In diesem Herbst wird es wieder bunt!

 

 

 

Die Theatergruppe Fiss räumt die Bühne und macht Platz für vier Gastspiele von Gruppen aus ganz Tirol und präsentiert die neue Jugend-Theatergruppe Fiss.

 

Der Theater. Genussherbst. Fiss. wurde im Herbst 2013 zum 40-jährigen Jubiläum der Theatergruppe Fiss ins Leben gerufen. Aufgrund der großen Beliebtheit wird dieses Erfolgsformat auch in diesem Herbst fortgeführt.

 

Auch in diesem Jahr gibt es wieder eine bunte Mischung der Gastgruppen und der Stücke, die präsentiert werden.
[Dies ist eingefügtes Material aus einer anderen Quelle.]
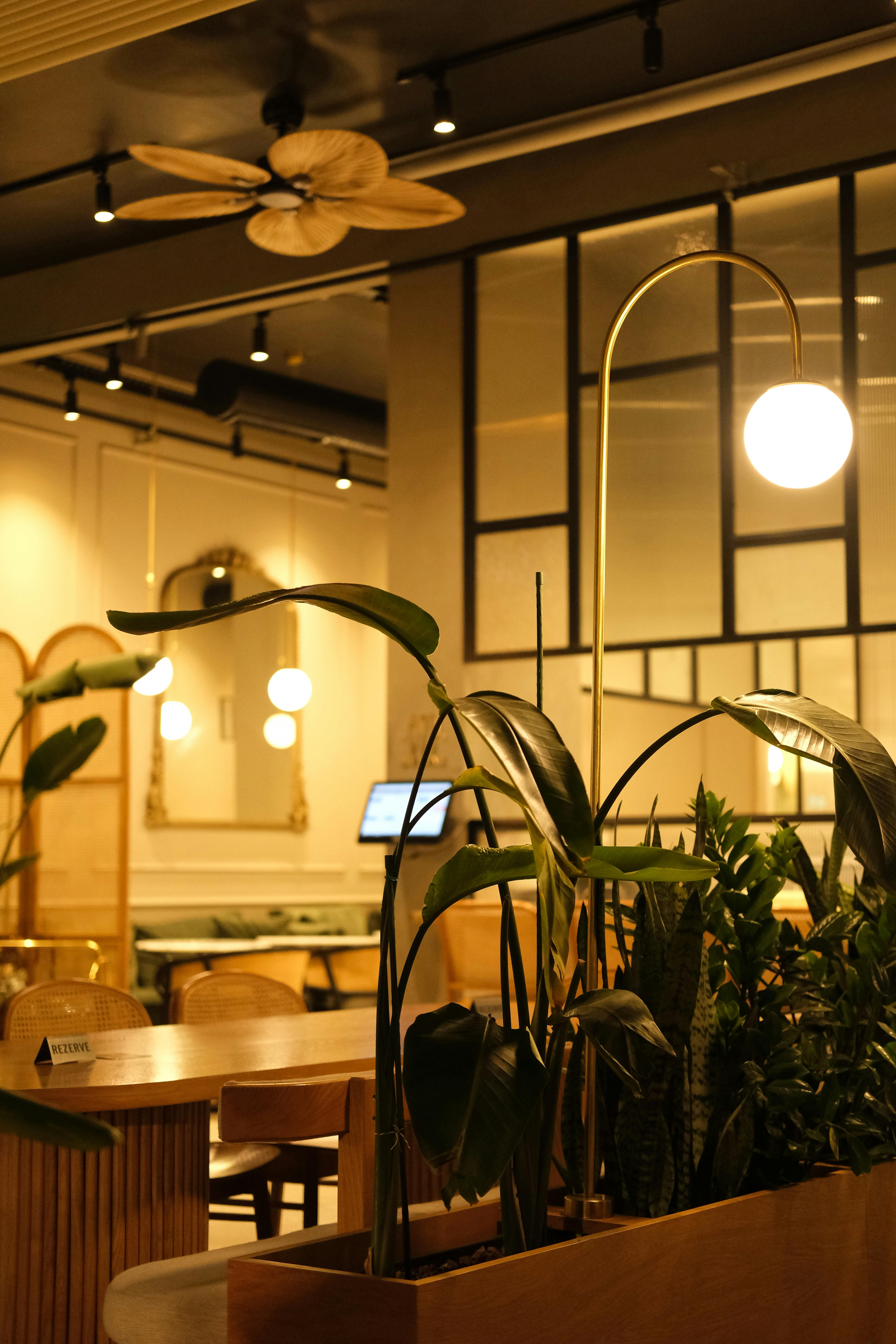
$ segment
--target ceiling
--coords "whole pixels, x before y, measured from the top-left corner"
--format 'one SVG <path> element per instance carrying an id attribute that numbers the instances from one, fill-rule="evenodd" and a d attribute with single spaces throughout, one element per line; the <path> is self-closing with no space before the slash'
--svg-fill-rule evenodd
<path id="1" fill-rule="evenodd" d="M 273 133 L 261 101 L 293 78 L 306 128 L 375 136 L 391 157 L 439 141 L 427 79 L 402 66 L 609 8 L 607 0 L 255 0 L 82 60 L 0 85 L 0 184 L 159 141 L 255 160 Z M 457 140 L 793 51 L 892 23 L 892 0 L 665 0 L 665 63 L 646 74 L 641 23 L 626 17 L 453 71 Z M 179 190 L 129 161 L 110 171 L 118 203 Z M 0 196 L 0 276 L 128 247 L 203 223 L 93 219 L 82 175 Z"/>

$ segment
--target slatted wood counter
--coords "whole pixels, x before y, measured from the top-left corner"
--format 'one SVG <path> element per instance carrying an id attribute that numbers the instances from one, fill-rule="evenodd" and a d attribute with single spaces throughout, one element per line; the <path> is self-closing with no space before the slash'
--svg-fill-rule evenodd
<path id="1" fill-rule="evenodd" d="M 403 1025 L 418 1012 L 407 1008 Z M 38 1042 L 0 1042 L 0 1087 L 125 1134 L 98 1154 L 0 1134 L 1 1344 L 106 1344 L 110 1278 L 207 1246 L 208 1103 L 222 1083 L 369 1070 L 375 1009 L 90 1040 L 95 1063 L 55 1067 L 32 1063 Z"/>

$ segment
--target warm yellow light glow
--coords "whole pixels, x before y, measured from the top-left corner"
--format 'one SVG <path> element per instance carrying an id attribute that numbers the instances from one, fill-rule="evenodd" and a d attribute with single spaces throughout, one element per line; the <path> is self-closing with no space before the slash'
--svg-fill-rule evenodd
<path id="1" fill-rule="evenodd" d="M 296 719 L 289 714 L 271 714 L 270 719 L 265 719 L 262 732 L 269 746 L 283 751 L 296 741 Z"/>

Es spielen für Sie:

 

13. September 2014:  Stadttheater Kufstein

20. September 2014: Breinössl-Bühne Innsbruck

27. September 2014:  Jugendgruppe der Theatergruppe Fiss

03. Oktober 2014:      Theaterverein  Ried

10. Oktober 2014:       Florian Adamski

 

Beginn: jeweils um 20.30 Uhr im Kulturhaus Fiss (Saaleinlass ab 19.30 Uhr)


Kartenreservierung unter Tel. +43/664/444 55 92 oder gleich hier (siehe ganz unten).
(Die Karten sind bis spätestens 20.15 Uhr im Kulturhaus abzuholen.)
Karten sind auch an der Abendkassa erhältlich. Freie Platzwahl!

 

Preise: Erwachsene € 9,00 . Kinder € 5,00
Abokarte (alle Vorstellungen): Erwachsene € 36,00 . Kinder € 20,00
 

Bitte beachten Sie auch die Zusatztermine vom Museumstheater "Leben amea", die im Rahmen vom Theater. Genussherbst. Fiss. 2014. angeboten werden.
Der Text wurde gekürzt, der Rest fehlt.